All that said, the United States hardly finds itself defenseless. It maintains some 3700 total nuclear warheads in its active inventory (non-deployed strategic warheads and non-strategic warheads in addition to the deployed strategic warheads constrained by New START). That compares to about 4300 for Russia. China has about 600, while the British and French together total some 500.
Agreeing to Putin’s offer would maintain a useful measure of predictability in the tense U.S.-Russia relationship and could slow, if only for one year, a three-way nuclear arms race with Russia and China that has begun gathering steam. Moreover, it would buy time to explore whether future constraints on nuclear arms—whether a modified New START treaty or some other agreement—are possible with Russia. Trump could link his readiness to agree to New START’s extension to Russian agreement to bilateral discussions on strategic stability and possible future constraints on U.S. and Russian nuclear forces.
Such discussions would invariably have to deal with difficult questions.

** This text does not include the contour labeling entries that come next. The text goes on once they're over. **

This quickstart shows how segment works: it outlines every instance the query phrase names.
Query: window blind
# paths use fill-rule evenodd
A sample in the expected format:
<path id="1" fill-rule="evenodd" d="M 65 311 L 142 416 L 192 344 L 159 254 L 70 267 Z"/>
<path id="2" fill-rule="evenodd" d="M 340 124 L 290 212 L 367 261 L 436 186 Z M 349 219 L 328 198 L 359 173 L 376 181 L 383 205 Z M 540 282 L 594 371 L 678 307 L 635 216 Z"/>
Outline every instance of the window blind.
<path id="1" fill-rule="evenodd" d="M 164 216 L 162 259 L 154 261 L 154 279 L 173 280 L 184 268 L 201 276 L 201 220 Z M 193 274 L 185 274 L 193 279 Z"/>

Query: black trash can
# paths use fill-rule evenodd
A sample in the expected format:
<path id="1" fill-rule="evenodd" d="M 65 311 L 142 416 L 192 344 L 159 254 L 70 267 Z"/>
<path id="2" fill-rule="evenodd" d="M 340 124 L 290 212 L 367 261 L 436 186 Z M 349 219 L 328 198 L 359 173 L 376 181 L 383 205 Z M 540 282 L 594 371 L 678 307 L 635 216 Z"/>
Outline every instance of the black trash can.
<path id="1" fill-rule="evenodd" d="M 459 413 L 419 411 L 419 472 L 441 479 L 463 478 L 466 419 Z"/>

While the United States would like to limit Chinese nuclear forces, the Russians would raise British and French nuclear arms. The Trump administration in its first term sought to constrain all nuclear weapons, not just deployed strategic warheads, a proposal the Russians refused to take up. Moscow has long sought to limit missile defenses, an issue on which Washington is reluctant to engage. The dialogue itself could prove useful after a more than three-year gap, though the discussions might or might not produce areas of agreement.
On balance, a one-year treaty extension seems worth a try. The expiration of New START would mean the end of the only remaining constraint on U.S. and Russian nuclear force levels. If the United States then proceeds to increase the number of its deployed strategic warhead above the New START level, Russia will almost certainly increase its strategic arms numbers, and China may consider increasing its already expansive plans.
The risks of extension appear manageable. Even with current trends, the nuclear balance would not deteriorate much by early 2027. The United States would retain the option of uploading its strategic systems.
Absent an extension, the United States and Russia will find themselves along with China in an unconstrained arms race. The question then would be how long it might take for the three to recall the lesson that Washington and Moscow learned in the 1960s: if your side adds more nuclear weapons to its arsenal and the other side (or sides) does the same, your side likely will not achieve a net increase in its security. Instead, it will see increased instability, greater nuclear risk and higher nuclear force costs.
Could Washington and Moscow relearn that lesson by 2027? Perhaps, perhaps not, but one year of restraint would not risk much against a possible pay-off that could mean greater security for the United States and the world.